1840–1916 · Frankreich · Symbolismus


Die Geschichte

Zwanzig Jahre lang, von etwa 1870 bis 1890, arbeitete Odilon Redon fast ausschließlich in Schwarz, in Kohlezeichnungen und Lithografien, die er seine noirs nannte, treibende Augen, riesige Spinnen, schwebende Köpfe, eine erdachte Welt, die es ihm, wie er sagte, erlaubte, „die Logik des Sichtbaren in den Dienst des Unsichtbaren“ zu stellen. Er hatte in Paris kurz zum Architekten und dann zum Maler ausgebildet, ehe er in seine Heimatstadt Bordeaux zurückkehrte, wo der Kupferstecher Rodolphe Bresdin ihn die Radier- und Lithografietechniken lehrte, die den noirs ihr seltsames weiches Korn gaben.

Redon diente einen Teil des Deutsch-Französischen Krieges von 1870/71 in der französischen Armee, und die druckgestützte, in sich gekehrte Arbeit, die darauf folgte, hielt ihn außerhalb eines kleinen Kreises fast unbekannt, bis 1884 der Romanautor Joris-Karl Huysmans in seinem Roman Gegen den Strich einen erdachten Sammler über Redons Zeichnungen in Verzückung geraten ließ. Das Buch machte Redon nahezu über Nacht zu einer kleinen Berühmtheit der Symbolistengeneration.

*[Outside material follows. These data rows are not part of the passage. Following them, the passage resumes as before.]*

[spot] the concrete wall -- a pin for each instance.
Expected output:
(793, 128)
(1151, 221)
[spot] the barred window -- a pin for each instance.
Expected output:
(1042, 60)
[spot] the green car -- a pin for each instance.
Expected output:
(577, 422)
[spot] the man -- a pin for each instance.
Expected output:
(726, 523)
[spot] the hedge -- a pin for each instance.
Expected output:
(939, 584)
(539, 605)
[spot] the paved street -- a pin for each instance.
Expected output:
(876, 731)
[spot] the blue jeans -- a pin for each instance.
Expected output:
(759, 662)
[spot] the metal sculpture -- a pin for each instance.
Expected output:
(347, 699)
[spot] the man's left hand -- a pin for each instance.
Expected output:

Um 1890, nicht lange nach der Geburt seines Sohnes Arï, legte Redon die Kohle beiseite und begann in Pastell und Öl zu arbeiten, und dieselben Bildmotive, geschlossene Augen, einzelne Blüten, mythische Profile, kehrten in heller, satter Farbe wieder, die er nie zuvor benutzt hatte, ein Wandel, den er den Rest seiner Laufbahn beibehielt.